[GEN-974] Allow NaN, nan and NA strings for mutation data #549

rxu17 · 2024-02-06T20:00:32Z

Purpose: This is a draft PR. This PR allows in the "NaN", "nan" and "NA" strings for allele columns in the vcf and maf datasets because these are valid allele combinations.

Changes:

_convert_values_to_na in genie/transform.py- new function to convert all occurrences of values in a dataframe to NA, this is a helper function that is used in the _get_dataframe methods of the vcf.py and maf.py files
_get_dataframe in maf.py
_get_dataframe in vcf.py
I decided to add the allowing in of the "NaN", "nan" and "NA" strings in this method because we need this to occur for validation and processing, and this is the method that is used in both. I also had to do some special handling for maf files because they can allow in case insensitive column names. The in-depth reasoning behind allowing in "NaN", "nan" and "NA" strings for ALL of the dataset, then converting them back to NA in non-allele columns can be found in the comments of the JIRA ticket. Summary of reasoning is that it is difficult to useread_csv to only convert specific columns, especially since it already has a bunch of arguments for NA specific handling, and order of operations comes into play here. See the docs for more details.

Testing:

Updated and ran pytests locally
Updated maf and vcf test files in test synapse project to include NaN, nan and NA as valid allele values and ran genie pipeline all the way through locally (integration test)
Ran genie pipeline under docker image

thomasyu888

🔥 Fantastic! Going to approve, just a small comment.

thomasyu888 · 2024-02-06T21:29:25Z

genie/transform.py

+        pd.DataFrame: dataset with specified values replaced with NAs
+    """
+    if not input_df.empty:
+        replace_mapping = {value: None for value in values_to_replace}


I see you're converting to none here, but should it be float('nan')

Thanks for bringing this up.

So, I'm seeing this in maf.py's _validation in which this is handled (originally). I'm not seeing anything in processing in annotation-tools for maf.py that resembles what is happening in validation.

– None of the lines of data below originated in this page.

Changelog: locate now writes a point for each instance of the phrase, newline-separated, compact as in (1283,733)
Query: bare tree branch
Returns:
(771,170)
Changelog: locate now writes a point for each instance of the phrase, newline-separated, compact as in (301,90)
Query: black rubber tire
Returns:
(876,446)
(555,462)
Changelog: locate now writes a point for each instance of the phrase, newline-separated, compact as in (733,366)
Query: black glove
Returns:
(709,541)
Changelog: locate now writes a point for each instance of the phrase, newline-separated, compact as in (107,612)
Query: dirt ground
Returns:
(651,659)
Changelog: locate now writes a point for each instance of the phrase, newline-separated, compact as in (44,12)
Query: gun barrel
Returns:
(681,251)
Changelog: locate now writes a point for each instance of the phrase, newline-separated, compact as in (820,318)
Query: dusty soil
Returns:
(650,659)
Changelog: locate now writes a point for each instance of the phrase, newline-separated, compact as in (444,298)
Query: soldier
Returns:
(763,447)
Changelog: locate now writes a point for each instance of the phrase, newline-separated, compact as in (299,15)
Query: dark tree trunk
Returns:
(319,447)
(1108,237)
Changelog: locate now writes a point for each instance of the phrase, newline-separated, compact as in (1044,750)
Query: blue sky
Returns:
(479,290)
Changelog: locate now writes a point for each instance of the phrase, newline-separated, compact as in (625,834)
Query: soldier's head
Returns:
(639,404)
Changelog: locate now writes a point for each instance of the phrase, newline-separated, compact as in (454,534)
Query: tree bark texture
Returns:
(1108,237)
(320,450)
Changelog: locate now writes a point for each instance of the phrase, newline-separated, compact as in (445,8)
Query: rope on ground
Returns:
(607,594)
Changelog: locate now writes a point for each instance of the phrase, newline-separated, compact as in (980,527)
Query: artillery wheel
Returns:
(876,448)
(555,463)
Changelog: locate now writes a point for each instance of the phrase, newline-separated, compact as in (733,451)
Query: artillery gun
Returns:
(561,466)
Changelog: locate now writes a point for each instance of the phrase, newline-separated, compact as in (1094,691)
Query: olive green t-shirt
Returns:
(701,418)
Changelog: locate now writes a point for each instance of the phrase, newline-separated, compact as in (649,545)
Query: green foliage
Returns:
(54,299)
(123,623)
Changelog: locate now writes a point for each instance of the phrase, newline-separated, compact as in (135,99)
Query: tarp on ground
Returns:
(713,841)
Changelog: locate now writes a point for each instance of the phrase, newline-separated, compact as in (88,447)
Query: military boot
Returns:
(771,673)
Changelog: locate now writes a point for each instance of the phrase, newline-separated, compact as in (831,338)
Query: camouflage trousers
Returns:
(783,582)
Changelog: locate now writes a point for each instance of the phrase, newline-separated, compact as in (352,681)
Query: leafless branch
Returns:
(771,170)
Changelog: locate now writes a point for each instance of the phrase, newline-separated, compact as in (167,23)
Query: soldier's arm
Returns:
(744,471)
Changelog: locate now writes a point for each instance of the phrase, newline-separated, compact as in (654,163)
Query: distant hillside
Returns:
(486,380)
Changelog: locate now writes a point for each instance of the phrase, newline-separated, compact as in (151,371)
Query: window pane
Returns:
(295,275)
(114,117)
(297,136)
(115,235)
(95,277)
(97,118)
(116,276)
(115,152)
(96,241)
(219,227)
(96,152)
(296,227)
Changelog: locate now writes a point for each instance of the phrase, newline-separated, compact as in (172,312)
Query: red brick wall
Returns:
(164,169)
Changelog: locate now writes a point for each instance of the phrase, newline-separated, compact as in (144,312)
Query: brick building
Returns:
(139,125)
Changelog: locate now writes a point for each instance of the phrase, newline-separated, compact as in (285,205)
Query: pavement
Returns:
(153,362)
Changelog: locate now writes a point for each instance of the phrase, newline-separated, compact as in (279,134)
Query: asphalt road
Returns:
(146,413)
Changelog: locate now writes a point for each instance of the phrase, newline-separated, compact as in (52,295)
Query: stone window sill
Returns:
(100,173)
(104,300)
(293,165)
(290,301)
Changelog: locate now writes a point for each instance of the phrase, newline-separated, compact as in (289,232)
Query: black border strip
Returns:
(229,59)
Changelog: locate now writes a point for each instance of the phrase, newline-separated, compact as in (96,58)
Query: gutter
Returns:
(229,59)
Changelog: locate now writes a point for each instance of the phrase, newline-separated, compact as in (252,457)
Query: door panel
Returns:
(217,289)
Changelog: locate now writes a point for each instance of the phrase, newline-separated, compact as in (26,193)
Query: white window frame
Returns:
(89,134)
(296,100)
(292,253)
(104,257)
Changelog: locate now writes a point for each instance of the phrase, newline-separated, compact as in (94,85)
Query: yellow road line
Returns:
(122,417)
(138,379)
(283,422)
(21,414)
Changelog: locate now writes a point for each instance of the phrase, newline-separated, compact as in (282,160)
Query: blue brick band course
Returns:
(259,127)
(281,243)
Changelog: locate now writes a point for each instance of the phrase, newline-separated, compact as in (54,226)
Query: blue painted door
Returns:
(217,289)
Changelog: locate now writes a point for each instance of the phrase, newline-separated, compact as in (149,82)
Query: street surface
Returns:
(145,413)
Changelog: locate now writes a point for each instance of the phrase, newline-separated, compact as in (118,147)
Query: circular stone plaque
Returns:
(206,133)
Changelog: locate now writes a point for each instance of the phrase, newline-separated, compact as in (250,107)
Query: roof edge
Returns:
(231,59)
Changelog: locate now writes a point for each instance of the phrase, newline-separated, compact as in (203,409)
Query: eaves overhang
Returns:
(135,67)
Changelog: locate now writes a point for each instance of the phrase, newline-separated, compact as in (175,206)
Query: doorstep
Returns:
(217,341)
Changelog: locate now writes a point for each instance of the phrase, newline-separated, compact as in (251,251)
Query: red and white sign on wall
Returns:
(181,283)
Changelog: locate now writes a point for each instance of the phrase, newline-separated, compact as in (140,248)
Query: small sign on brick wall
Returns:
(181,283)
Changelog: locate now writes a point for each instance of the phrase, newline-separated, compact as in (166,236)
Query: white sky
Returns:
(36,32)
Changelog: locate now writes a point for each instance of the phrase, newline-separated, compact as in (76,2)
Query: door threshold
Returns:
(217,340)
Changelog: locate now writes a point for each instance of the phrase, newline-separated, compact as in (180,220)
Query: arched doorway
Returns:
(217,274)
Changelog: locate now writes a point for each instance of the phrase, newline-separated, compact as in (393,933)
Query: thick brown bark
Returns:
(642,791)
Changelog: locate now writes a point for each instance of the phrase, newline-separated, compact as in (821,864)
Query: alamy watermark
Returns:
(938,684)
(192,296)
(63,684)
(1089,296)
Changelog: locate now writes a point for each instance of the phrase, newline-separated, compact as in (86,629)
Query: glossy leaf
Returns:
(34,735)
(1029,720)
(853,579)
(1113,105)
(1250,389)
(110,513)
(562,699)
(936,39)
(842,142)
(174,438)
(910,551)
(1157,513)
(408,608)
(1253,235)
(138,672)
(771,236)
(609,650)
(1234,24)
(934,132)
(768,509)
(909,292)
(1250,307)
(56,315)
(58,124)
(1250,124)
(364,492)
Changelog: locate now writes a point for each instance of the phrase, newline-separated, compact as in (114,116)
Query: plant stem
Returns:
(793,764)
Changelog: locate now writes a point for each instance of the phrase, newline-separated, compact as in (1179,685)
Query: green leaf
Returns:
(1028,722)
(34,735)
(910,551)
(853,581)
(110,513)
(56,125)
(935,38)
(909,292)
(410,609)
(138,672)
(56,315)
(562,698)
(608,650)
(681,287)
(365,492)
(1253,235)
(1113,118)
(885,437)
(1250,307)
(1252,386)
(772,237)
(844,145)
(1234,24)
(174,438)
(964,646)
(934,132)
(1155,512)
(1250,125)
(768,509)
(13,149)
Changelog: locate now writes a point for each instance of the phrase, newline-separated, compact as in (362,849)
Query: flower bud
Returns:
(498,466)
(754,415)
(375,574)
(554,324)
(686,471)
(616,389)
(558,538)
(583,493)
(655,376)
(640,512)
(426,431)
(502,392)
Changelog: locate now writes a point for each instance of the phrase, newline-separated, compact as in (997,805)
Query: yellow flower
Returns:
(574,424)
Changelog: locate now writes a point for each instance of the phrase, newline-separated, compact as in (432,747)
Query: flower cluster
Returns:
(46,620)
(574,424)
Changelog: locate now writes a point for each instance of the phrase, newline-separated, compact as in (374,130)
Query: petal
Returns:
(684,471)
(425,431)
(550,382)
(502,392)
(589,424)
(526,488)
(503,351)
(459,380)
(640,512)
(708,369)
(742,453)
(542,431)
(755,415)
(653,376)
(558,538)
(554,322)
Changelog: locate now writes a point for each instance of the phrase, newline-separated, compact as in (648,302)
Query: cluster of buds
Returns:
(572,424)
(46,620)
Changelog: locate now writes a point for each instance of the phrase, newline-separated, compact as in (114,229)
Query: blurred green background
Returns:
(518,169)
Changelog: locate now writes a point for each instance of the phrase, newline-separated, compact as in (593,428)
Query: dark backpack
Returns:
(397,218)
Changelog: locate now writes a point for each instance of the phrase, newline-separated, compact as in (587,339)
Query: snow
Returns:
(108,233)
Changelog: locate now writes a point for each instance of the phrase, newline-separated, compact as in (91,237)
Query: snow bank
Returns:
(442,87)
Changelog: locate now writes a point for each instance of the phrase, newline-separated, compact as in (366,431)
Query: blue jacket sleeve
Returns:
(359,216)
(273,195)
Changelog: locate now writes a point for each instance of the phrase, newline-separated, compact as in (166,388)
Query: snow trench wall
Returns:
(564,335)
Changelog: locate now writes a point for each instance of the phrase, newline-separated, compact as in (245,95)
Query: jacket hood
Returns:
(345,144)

Which is surprising, because I would think we'd want to do the same?

I think I have to move part of the code from the above specifically to the _convert_values_to_na in genie/transform.py method just to make sure it's int/float dtypes for both validation and processing

Or am I missing something and we don't need them to be numeric for processing?

After experimenting, I think having None works. A dataframe with string values and None (e.g: pd.DataFrame({"bye":["2314", None, "124"]})) converted to float will convert the column to float just fine.

It seems like for vcf files' validation, we don't have to worry about this numeric stuff handling in validation or processing because POS is the only expected numeric column and it can't have NAs anyways.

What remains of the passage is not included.